Greggs CEO Roger Whiteside hailed the success of its partnership with Iceland but confirmed that he does not want to expand its branded product range beyond the frozen discounter.
“It went off like a rocket. The customers loved it,” Whiteside told food-to-go conference Lunch! on Friday.
“We were very happy with the returns we were making with Iceland, but the thing that worried me when I carried out the strategic review was the famous story about Thorntons chocolates,” he said.
The premium chocolate brand’s former chairman Peter Thornton told The Guardian in May 2011 that its profits were undermined by the domination of supermarket sales and “robot-packed” boxes in preference to the in-store experience.

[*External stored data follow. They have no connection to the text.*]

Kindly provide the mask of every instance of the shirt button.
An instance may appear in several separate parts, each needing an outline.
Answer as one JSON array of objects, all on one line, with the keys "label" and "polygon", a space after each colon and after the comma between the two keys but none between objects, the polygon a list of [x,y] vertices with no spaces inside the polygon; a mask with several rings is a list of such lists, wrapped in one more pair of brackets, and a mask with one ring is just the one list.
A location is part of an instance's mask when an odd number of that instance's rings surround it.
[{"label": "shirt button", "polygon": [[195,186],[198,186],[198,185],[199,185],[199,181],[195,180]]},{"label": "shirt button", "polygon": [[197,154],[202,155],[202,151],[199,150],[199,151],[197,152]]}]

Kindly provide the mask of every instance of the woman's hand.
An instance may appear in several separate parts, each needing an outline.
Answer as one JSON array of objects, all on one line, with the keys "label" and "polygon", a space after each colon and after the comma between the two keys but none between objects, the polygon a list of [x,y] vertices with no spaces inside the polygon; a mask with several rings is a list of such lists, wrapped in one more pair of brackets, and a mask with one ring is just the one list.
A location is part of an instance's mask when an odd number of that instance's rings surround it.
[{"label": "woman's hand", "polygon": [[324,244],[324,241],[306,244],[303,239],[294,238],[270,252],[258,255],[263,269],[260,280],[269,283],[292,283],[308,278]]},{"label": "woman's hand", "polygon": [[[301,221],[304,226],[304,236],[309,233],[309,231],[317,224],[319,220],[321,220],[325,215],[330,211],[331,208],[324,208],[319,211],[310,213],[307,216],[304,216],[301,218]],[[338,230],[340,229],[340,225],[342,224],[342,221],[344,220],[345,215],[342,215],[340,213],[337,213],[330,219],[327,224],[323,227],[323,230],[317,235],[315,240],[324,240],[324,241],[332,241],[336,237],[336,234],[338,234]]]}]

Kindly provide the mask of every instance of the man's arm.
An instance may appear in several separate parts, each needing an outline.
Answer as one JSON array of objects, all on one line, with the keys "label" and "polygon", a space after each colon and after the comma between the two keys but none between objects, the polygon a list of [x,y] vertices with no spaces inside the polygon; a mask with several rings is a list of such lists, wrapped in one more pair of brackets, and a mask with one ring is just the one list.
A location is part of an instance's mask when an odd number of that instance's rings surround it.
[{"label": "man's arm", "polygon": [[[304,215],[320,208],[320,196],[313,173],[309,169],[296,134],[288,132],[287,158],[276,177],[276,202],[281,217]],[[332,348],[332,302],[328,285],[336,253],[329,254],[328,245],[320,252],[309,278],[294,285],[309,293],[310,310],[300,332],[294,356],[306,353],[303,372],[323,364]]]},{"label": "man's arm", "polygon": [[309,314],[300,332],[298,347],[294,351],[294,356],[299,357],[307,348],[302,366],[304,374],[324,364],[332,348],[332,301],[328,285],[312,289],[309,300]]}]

Whiteside said: “Even though I couldn’t prove really that there was a cannibalisation of sales going on because the supporters of that initiative were saying that’s a different time of the day, you can have your cake and eat it, I was just suspicious. I just felt if you went much further, you’d be having everyone eating Greggs at home from the freezer and people being less inclined to have Greggs when they’re out and about.
“So I decided Iceland is fine, we’ll stop there and make it exclusive to Iceland and carry on that way, so that’s where we’re stopping. So whilst I’m around, no more wholesalers.”
Iceland’s range of Greggs products includes sausage rolls, steak bakes, sausage & bean melts, chicken bakes, bacon & cheese wraps, corned beef bakes, cheese & onion bakes, vegetable pasties and scotch pies.